Your blood isn't the uniform river of red it appears to be. It's actually made up of many, varied cells. One class of blood cells is the platelets, which are small, and circulate throughout the blood to activate clotting and stop bleeding. When platelet function is impaired—such as in the case of thrombocytopenia, hemophilia and more than 200 other conditions, according to the Platelet Disorder Support Association—patients run the risk of bleeding in greater, life-threatening amounts. If the blood does not clot, patients may bleed out and die.

Treatments for platelet function disorders have many drawbacks. Platelet transfusions are common, but the process requires donors, and complications due to immune responses are frequent and unpredictable. Sometimes drugs will be prescribed to block antibodies—immune cells—from attacking platelets. A last resort is the removal of a patient's spleen, which eliminates a substantial site of antibody production. But even that doesn't always improve platelet count.

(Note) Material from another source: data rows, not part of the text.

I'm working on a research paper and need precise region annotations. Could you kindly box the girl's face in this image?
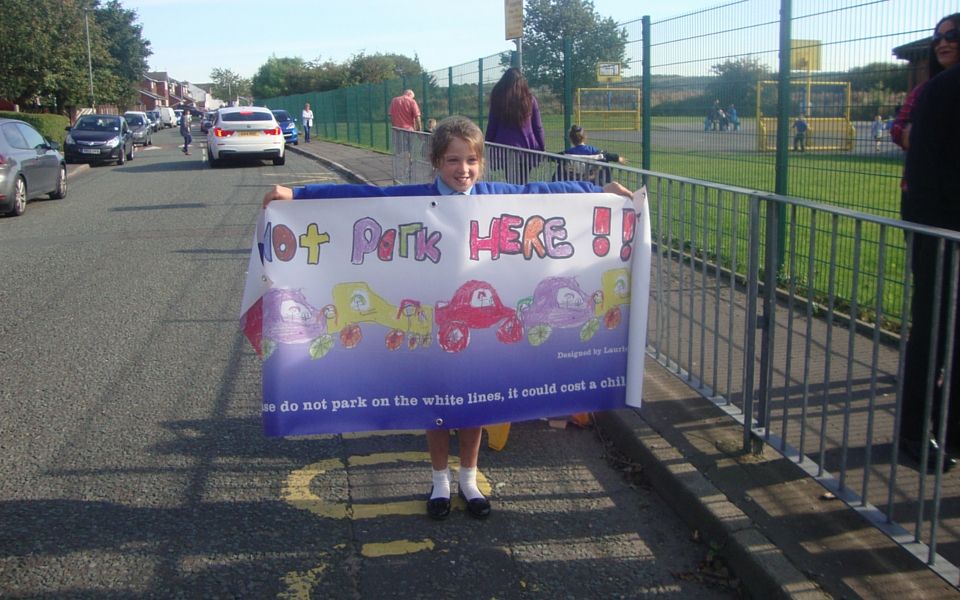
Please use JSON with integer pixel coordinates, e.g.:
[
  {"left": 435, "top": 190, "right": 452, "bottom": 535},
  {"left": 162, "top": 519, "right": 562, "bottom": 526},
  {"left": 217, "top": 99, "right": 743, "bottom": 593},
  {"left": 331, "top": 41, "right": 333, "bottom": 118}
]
[
  {"left": 933, "top": 20, "right": 960, "bottom": 69},
  {"left": 440, "top": 137, "right": 482, "bottom": 192}
]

A team of researchers at Tufts University School of Engineering in Massachusetts and the University of Pavia in Italy, however, believe they may have a solution: create functioning human platelets outside of the patient's body. They've created a model that acts exactly like human bone marrow, the environment within the body that stimulates platelet growth.

By building microtubes spun of silk, collagen and fibronectin, and surrounding these tubes with a pervious silk sponge, the scientists were able to mimic the porous environment of bone marrow outside of the body. Once the environment was created, researchers implanted patient-cultured megakaryocytes—the cells that produce platelets—into the system. Reacting as they would if in actual bone marrow, the megakaryocytes went to work, and the researchers had a platelet-making system on their hands.

According to Dr. David Kaplan, one of the lead researchers on the team, silk was key to the process. Because of its structure, silk can be made in varying degrees of stiffness and different forms, which researchers have found affects the formation and release of authentic platelets. Most important, silk does not cause the platelets to clot, meaning that functional platelets can be gathered from the system and used later on—without the quality and storage problems created by donor platelets.

The system doesn't yield as many platelets as healthy human bone marrow, but the researchers are optimistic that they can up that. Of course, it may be a while before the system can be used to treat humans. "The big test is if it can work just as well, or even better in animal trials," says Dr. Mortimer Poncz of the Children's Hospital of Philadelphia. If it's not successful in this context, it's not a viable solution. He notes, however, that "it is a nice step forward."

Megakaryocytes cultured from patients could also allow researchers to design patient-specific treatment courses. The researchers hope future applications will go beyond blood disorders, and include healing ulcers and burns, regenerating bone tissue for dentistry and even certain kinds of plastic surgery.